NEW YORK, RAW – The S&P 500 has ended higher, led by gains in shares of big growth names like Amazon and Microsoft, but JPMorgan shares fell and weighed on the index even though the bank beat earnings expectations.
The S&P 500 briefly added to gains following the release of minutes from the September Federal Reserve policy meeting.
US central bankers signalled they could start reducing crisis-era support for the economy in mid-November, though they remained divided over how much of a threat high inflation poses and how soon they may need to raise interest rates, the minutes showed.
Earlier, a Labour Department report showed consumer prices increased solidly in September, further strengthening the case for a Fed interest-rate hike.
Shares of JPMorgan fell and were among the biggest drags on the Dow and S&P 500 even though its third-quarter earnings beat expectations, helped by a global dealmaking boom and release of more loan loss reserves.
The day’s corporate results kicked off third-quarter earnings for S&P 500 companies.
“My hope is that as we work our way through earnings season that the forward-looking guidance will be good enough that we’ll close the year higher. But right now the market is in a show-me phase,” said Jim Awad, senior managing director at Clearstead Advisors in New York.
Mega-caps growth names including Amazon, Google-parent Alphabet, and Microsoft all rose.
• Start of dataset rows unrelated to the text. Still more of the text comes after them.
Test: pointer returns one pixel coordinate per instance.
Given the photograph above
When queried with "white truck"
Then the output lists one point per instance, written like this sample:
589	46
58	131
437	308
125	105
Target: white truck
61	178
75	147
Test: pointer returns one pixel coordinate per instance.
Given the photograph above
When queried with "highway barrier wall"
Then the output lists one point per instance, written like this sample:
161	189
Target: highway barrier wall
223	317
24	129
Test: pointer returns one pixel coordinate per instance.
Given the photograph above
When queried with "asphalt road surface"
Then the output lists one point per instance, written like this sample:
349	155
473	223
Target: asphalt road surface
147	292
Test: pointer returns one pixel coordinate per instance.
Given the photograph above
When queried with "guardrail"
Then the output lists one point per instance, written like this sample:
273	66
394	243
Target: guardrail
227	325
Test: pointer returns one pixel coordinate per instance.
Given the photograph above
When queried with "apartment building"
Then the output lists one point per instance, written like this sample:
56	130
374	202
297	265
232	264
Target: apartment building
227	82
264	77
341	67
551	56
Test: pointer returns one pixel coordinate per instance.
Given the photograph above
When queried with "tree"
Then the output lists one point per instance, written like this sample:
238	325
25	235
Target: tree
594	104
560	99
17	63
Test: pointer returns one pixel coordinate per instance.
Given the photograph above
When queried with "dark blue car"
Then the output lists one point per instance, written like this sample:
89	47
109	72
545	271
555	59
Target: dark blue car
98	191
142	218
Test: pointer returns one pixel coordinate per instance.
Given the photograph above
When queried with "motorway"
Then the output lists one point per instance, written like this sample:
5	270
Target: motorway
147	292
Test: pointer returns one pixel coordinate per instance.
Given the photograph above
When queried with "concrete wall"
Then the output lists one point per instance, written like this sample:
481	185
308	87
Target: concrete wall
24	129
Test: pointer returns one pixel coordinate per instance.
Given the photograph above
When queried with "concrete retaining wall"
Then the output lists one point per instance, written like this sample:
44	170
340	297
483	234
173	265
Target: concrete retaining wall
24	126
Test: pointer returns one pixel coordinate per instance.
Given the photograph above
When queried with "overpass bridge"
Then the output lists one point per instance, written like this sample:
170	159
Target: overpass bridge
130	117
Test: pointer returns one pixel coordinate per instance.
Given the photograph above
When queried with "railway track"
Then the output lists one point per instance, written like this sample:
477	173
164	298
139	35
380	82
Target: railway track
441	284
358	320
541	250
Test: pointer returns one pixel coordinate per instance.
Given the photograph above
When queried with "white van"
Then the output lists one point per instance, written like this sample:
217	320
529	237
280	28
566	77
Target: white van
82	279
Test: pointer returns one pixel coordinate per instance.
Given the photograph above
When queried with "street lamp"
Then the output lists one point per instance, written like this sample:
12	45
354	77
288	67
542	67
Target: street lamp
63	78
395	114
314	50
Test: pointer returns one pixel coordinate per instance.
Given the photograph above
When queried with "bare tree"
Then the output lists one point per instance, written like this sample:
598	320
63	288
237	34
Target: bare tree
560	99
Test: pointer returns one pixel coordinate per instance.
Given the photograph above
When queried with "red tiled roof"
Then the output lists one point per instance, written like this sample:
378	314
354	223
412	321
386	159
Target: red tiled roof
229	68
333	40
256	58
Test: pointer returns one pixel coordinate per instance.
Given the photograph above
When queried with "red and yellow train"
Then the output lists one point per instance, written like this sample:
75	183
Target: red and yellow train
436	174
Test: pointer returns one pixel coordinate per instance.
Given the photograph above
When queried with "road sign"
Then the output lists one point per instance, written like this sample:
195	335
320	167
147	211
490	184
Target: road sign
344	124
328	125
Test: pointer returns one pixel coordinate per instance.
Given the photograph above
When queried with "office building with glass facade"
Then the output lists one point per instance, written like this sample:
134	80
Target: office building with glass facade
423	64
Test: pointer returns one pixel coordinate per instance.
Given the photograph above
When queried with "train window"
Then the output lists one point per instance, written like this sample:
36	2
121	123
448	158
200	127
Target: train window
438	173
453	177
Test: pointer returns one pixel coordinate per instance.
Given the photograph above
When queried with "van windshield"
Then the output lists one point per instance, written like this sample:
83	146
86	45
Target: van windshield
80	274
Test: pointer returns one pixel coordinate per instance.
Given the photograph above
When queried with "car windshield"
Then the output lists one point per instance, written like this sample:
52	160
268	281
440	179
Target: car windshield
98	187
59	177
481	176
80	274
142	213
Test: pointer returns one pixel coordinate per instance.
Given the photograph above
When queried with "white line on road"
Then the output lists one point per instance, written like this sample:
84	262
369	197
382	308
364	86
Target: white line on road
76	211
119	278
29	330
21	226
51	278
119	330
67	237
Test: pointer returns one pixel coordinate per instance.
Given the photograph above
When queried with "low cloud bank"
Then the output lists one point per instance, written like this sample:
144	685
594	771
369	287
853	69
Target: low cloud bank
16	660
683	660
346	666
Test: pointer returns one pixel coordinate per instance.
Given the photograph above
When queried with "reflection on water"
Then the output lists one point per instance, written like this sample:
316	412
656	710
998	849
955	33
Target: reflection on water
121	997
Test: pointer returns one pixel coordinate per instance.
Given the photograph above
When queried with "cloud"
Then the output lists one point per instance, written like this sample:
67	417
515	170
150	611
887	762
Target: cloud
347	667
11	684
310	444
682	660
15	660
According to preliminary data, the S&P 500 gained 14.20 points, or 0.33 per cent, to end at 4,364.85 points, while the Nasdaq Composite gained 105.71 points, or 0.73 per cent, to 14,571.64.
The Dow Jones Industrial Average rose 4.35 points, or 0.01 per cent, to 34,382.69.
BlackRock also gained after the world’s largest money manager beat quarterly profit estimates as an improving economy helped boost its assets under management, driving up fee income.
Bank of America, Citigroup, Wells Fargo and Morgan Stanley will report results on Thursday, while Goldman Sachs is due to report on Friday.
Analysts expect corporate America to report strong profit growth in the third quarter but worries have been mounting over how supply chain problems, labour shortages and higher energy prices might affect businesses emerging from the pandemic.
Among other stocks, Apple dipped after a report said the iPhone maker was planning to cut production of its iPhone 13.